5 Ocak 2012 Perşembe

TÜRK DEVRİMİNİN DÜŞÜNDÜRDÜKLERİ..

            Çanakkale Zaferi olmasaydı, Bolşevik İhtilali de olmayacak, o olmayınca da Sovyet Rusya bir dünya devi olamayacaktı. Çarlık Rusya’nın feodal yapısı altında, Asyanın sıradan kalkınma mücadelesi veren mütevazı devletlerinden birisi ve tarih sahnesinde de figüran olarak kalacaktı sadece. 1917 Bolşevik Devriminin, Atatürk’ün 1915 Çanakkale Zaferinden hemen sonra ki iki yıl içinde gelmesi, asla bir tesadüf değildir.
Çünkü ‘Çanakkale geçilmez’ olduğu için, İngiliz ve Fransızlar Rusya’ya sarkamamış, Çarlık Rusyası da emperyalist dünyadan himaye alamadığından, Çarlık daha 1915 de yani hemen zaferden sonra kaybetmişti aslında. İşte Lenin ve Bolşevikleri de bu fırsatı kaçırmayıp, iki yıl içinde bütün hazırlıklarını bitirerek, 1917 de Batının kaderine terk ettiği çarlığı kolayca deviriverdiler.
            Sovyet Ruslar Mustafa Kemal’e medyunu şükran oldukları, onun da kendi pozitivist devrim ilkeleriyle bir hayli örtüşen Sosyalizm’e sıcak bakmasına rağmen, Bolşevizm Anadolu’da, tek ortak payda olan emperyalizme karşı duruş olmaktan öteye geçememiştir.

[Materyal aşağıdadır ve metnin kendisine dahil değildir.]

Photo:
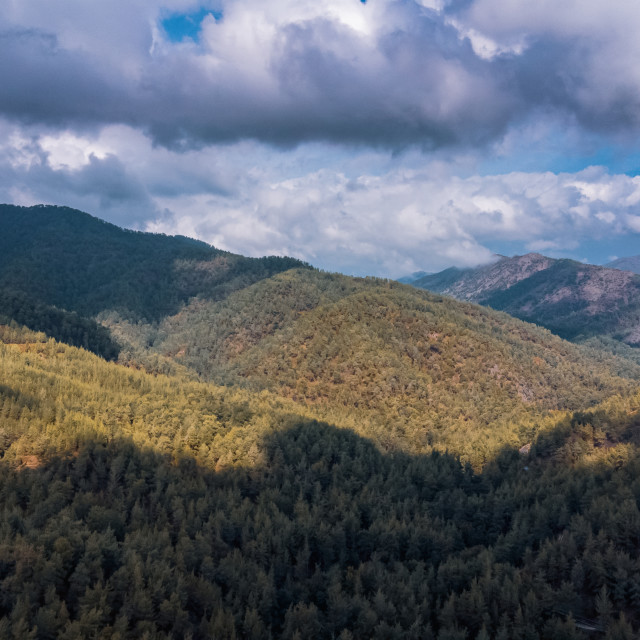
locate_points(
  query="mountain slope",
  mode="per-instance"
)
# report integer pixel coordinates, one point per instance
(574, 300)
(419, 370)
(63, 257)
(139, 506)
(631, 263)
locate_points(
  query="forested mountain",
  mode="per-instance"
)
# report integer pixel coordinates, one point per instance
(416, 368)
(631, 263)
(414, 276)
(574, 300)
(381, 462)
(63, 257)
(138, 506)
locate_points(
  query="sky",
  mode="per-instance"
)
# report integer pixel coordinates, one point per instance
(372, 138)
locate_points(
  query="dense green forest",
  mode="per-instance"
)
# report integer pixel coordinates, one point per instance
(66, 258)
(278, 452)
(62, 325)
(136, 506)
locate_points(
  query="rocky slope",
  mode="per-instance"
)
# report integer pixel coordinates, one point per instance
(572, 299)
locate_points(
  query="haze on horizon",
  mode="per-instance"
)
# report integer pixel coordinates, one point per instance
(378, 137)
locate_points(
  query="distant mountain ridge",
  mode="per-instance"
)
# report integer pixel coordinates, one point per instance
(572, 299)
(58, 260)
(632, 263)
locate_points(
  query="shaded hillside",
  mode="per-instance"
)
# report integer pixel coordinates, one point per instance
(631, 263)
(419, 370)
(574, 300)
(62, 325)
(63, 257)
(137, 506)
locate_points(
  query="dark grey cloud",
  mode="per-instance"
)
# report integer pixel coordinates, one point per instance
(390, 75)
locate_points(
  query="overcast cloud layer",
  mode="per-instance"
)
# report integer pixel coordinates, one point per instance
(376, 137)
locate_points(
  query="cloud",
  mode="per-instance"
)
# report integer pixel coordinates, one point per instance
(375, 213)
(386, 74)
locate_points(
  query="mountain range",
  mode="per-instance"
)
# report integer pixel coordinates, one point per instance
(258, 449)
(631, 263)
(573, 300)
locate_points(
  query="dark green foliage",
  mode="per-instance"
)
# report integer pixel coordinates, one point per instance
(62, 325)
(573, 300)
(133, 505)
(66, 258)
(416, 369)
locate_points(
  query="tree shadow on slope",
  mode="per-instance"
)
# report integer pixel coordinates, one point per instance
(323, 537)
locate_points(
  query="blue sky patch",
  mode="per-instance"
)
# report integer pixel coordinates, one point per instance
(180, 26)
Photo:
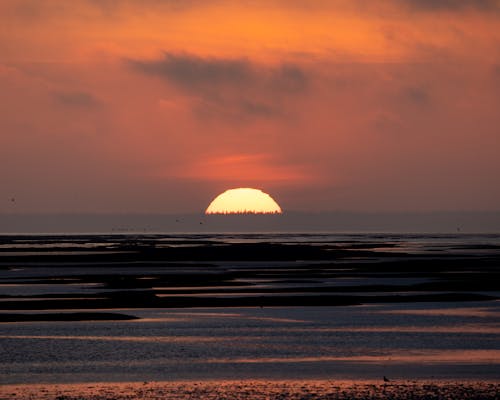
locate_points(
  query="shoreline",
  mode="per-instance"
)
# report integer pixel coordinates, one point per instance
(258, 389)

Atatürk Bolşeviklerle ittifak yapmasına rağmen, Bolşevizm’e bir Parti Devrimi olması nedeniyle karşıydı. Tarih, onu bütün tespitlerinde olduğu gibi bu görüşünde de haklı çıkarmıştır.

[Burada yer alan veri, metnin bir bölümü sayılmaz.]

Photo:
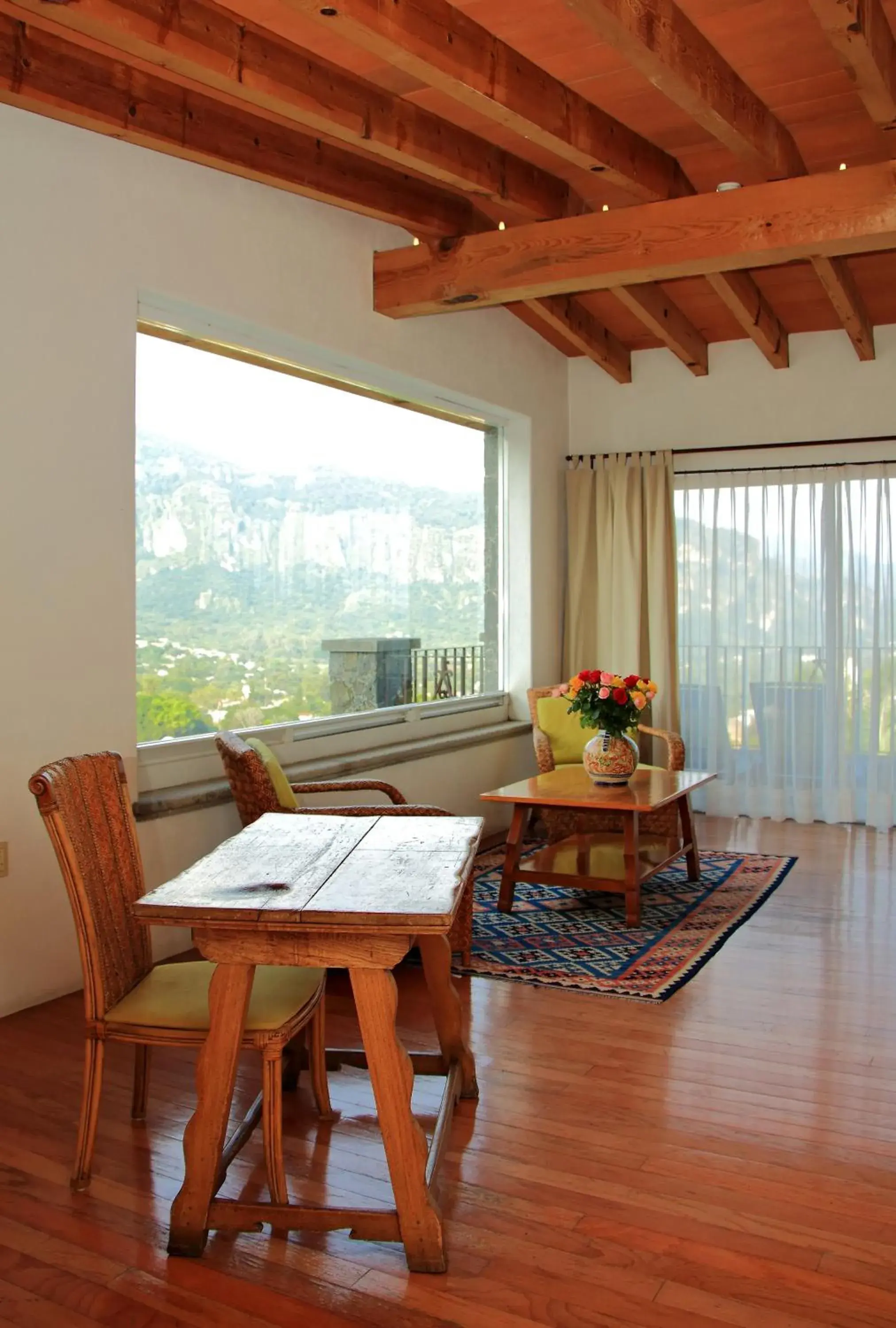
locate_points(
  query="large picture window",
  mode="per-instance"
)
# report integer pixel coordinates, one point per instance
(305, 550)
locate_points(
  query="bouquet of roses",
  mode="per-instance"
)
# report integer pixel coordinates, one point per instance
(608, 702)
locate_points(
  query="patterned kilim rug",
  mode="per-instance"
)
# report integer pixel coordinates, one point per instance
(578, 938)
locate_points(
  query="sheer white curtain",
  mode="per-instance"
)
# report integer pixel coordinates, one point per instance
(788, 641)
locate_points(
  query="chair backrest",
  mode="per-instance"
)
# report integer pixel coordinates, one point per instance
(543, 753)
(250, 783)
(87, 811)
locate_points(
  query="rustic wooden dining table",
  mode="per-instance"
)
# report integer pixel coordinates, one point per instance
(338, 893)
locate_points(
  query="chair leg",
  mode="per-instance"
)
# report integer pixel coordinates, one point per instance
(273, 1124)
(141, 1081)
(93, 1056)
(318, 1062)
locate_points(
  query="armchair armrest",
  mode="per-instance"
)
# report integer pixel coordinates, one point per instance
(348, 785)
(543, 753)
(404, 809)
(676, 744)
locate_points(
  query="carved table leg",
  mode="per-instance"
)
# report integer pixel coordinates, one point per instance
(511, 856)
(204, 1139)
(632, 870)
(448, 1012)
(420, 1222)
(689, 836)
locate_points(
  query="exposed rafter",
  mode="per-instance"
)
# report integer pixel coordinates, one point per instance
(575, 326)
(42, 72)
(749, 306)
(663, 317)
(761, 226)
(661, 42)
(449, 51)
(208, 50)
(859, 31)
(839, 283)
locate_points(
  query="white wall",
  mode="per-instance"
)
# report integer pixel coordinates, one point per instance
(826, 394)
(87, 226)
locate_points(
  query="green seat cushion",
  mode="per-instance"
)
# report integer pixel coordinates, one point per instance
(286, 797)
(177, 996)
(563, 732)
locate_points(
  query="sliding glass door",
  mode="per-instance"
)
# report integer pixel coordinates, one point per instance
(788, 641)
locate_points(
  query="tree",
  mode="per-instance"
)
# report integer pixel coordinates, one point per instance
(165, 715)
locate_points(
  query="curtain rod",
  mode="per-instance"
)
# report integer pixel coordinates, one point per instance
(748, 447)
(749, 471)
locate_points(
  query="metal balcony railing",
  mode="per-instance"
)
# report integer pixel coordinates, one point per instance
(440, 672)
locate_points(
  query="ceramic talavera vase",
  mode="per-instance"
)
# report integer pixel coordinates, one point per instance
(608, 759)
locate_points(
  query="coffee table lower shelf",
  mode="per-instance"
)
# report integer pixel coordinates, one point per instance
(596, 862)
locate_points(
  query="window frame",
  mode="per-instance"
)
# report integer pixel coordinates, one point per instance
(169, 763)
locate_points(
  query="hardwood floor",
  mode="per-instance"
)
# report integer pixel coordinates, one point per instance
(725, 1158)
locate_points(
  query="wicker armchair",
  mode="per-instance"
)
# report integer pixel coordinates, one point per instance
(559, 824)
(87, 811)
(254, 795)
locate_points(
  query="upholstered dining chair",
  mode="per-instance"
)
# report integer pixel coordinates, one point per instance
(259, 785)
(559, 741)
(87, 811)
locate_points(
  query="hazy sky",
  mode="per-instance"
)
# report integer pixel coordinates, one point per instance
(271, 423)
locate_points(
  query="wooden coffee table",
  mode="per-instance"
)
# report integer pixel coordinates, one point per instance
(612, 861)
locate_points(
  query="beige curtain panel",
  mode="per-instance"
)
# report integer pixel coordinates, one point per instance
(622, 601)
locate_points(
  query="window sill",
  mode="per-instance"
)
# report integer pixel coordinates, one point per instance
(210, 793)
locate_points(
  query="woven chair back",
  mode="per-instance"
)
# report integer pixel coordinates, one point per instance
(87, 811)
(250, 784)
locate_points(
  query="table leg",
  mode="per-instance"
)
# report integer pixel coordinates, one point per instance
(448, 1012)
(632, 870)
(511, 857)
(204, 1139)
(420, 1221)
(689, 836)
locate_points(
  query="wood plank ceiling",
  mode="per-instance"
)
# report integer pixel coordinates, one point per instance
(450, 120)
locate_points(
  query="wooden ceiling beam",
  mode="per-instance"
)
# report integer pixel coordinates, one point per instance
(663, 317)
(862, 36)
(672, 54)
(760, 226)
(570, 322)
(749, 306)
(208, 50)
(447, 50)
(40, 72)
(843, 293)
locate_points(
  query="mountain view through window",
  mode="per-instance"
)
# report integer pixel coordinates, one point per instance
(303, 550)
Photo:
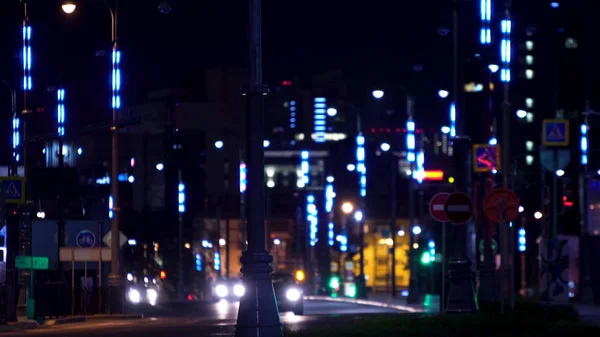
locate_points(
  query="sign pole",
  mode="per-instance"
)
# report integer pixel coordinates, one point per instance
(503, 255)
(444, 259)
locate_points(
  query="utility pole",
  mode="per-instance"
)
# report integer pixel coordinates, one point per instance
(393, 221)
(414, 294)
(461, 296)
(258, 315)
(226, 211)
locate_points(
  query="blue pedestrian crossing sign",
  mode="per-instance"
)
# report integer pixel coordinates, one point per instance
(555, 132)
(13, 189)
(486, 158)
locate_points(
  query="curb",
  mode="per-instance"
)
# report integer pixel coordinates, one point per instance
(65, 320)
(365, 302)
(116, 317)
(14, 327)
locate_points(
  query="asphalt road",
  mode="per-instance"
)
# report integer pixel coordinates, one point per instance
(204, 319)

            Atatürk Amerikan meselesinde ki, hepside o günler için doğru olan tespitlerin dışında ve Amerikan’ın gerçek kimliği de henüz bugünkü noktada olmadığından, bu bağlamda başka da bir yorumda bulunmamıştır. Şayet bugünleri görebilseydi, kendi kişiliğiyle Amerika’ya nasıl bir tavır sergileyeceğini tahmin etmek, Mustafa Kemal’i anlayabilenler için hiç de zor değildir aslında. 
            Atatürkçülüğü nedeniyle, totaliter tüm rejimlere karşı ve itidalli olan Türk Devrimi, neticede en çok ABD emperyalizmine yaramıştır. Nedenini soracak olursanız. Şayet Atatürk aslında ilkeleriyle de oldukça örtüşen Bolşevizm’i tamamen benimsemiş olsa ve kendi devrimini de Bolşevik-Sosyalist (Marksist–Sosyalist değil) devrimin bir parçası yapsaydı, o takdirde Sovyet Sosyalist Cumhuriyetleri Birliği sadece Rusya halklarına ve birkaç uydu devlete münhasır mı kalırdı. Yoksa determinist kurama göre bütün Orta Doğuyu da içine alan muhteşem bir imparatorluğa dönüşmezmiydi acaba.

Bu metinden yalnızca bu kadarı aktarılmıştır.